At the beginning of the month I was writing about the idea of IP being the foundation for collaboration. Any reading about IP that I have done in the past points out the need to have all parts of the IP system in place for any one of them to work. Strong laws, a process and infrastructure to grant the protections, and an effective (and active) enforcement mechanism. Thus, my discussion of the idea that with these elements in place, all actors may see the rules of the road and thus be willing to collaborate within the confines of that system. I really appreciated the comments that come into my blog, and am doing the reading suggested by folks. While I still think this is a powerful angle to consider, the news of late has been all about enforcement actions.
IBM is pushing software and process patent enforcement against Amazon, and they are embroiled in a few other high-profile IP cases as well. This past week, Microsoft has been in the news on two big cases. The first with Alcatel-Lucent, and the second with ATT. The first seeing the largest patent-related award in the history of the U.S. legal system and the second being heard in the Supreme Court. I’m not a lawyer, but it would seem to me that IP matters, and carries real implications for commercial participants. It would seem that everyone producing software for commercial use needs to recognize that IP is a real part of the landscape no matter what your opinion of the laws may be.
For years, Microsoft has been talking about the importance of IP. We went to the unprecedented step of providing our customers and partners with uncapped indemnification for IP infringement (still not matched by any other vendor, and here is the policy statement if you are curious). This is not something done lightly, nor is it without value. Microsoft stepped in and indemnified Dell and Gateway in the Alcatel-Lucent case and at the moment that carries a $1.5B price tag. (To be appealed for sure…) The whole point of the indemnification issue is to highlight how seriously we take the responsibility for standing behind our products. We pay more than 10x the amount outbound than we receive inbound on an annual basis in IP licensing fees to clear our products for commercial sale. And that is to say nothing for the approximately $7B we are putting into R&D on an annual basis.

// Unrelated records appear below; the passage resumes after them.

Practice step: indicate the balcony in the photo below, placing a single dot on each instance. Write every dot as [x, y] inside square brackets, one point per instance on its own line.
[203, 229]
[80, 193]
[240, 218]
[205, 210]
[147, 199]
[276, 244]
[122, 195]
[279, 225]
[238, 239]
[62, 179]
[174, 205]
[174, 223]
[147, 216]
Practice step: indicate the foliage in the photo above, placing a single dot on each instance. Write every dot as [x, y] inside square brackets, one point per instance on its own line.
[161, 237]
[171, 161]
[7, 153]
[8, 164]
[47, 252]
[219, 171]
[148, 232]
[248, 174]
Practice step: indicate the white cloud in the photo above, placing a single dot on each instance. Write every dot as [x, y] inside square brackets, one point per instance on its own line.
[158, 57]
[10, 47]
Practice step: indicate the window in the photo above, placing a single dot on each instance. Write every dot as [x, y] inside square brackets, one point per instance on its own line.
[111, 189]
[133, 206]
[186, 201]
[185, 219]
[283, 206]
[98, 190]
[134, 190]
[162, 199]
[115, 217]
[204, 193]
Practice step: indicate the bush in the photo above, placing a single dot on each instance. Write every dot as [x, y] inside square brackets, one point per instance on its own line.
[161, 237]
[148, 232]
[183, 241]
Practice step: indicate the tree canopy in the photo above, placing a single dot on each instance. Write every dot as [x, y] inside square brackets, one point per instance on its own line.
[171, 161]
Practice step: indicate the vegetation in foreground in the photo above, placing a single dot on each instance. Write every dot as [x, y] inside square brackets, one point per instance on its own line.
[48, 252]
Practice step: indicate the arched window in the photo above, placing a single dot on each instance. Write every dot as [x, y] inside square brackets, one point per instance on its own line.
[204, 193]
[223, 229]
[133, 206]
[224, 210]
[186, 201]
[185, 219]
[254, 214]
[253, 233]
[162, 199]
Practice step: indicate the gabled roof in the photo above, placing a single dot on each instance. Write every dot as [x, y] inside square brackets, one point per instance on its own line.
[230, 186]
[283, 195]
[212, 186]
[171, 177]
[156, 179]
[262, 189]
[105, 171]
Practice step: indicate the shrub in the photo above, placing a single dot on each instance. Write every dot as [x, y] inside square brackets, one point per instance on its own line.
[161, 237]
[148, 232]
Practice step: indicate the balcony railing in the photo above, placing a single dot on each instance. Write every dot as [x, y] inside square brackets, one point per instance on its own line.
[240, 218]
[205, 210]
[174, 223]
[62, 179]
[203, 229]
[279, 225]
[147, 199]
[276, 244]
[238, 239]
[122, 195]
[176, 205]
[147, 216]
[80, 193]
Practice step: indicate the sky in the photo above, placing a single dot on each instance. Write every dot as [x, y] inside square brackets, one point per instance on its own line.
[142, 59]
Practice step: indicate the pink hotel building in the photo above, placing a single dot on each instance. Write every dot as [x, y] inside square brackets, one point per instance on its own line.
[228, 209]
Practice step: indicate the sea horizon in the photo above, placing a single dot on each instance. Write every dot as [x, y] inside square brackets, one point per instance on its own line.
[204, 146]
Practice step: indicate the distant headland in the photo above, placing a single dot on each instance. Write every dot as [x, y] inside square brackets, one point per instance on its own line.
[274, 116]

At the end of the day, there are many in the software community who are directly opposed to software patents. There are software businesses employing strategies to use patents for proactive and reactive protections. There are those who see patents as a means for collaboration as well as transparency. Certainly, patents represent a challenge in the global community as people wrestle with the implications of providing products in multiple countries.
I certainly believe that patents provide incentive for innovation. I also believe that patents provide a foundation for organizations to collaborate. The research out there about this is a mixed bag with opinions on all sides, but one study I found interesting is the recent study by U.C. Berkeley Professor of Law and Technology Robert Merges. He found that even after 10-plus years of software patenting 1) the software industry remains far less concentrated than the average American industry; 2) the number of small software startups entering the industry is even greater than the number of new entrants a decade ago; and 3) the software industry continues to grow so rapidly and robustly that it now represents over 10% of all U.S. R&D, compared to only 1% of R&D in the days before software patenting first emerged.
These factors suggest that innovation is on the rise. It also suggests that in a world of increased transparency these innovators are not going to be able to depend on copyright or trade secret. Inventors have an increased incentive to depend on patent as a core pillar to protecting the uniqueness of their solutions. Simultaneously though, they are going to be finding new and inventive ways to share that very IP with others in order to create business opportunities.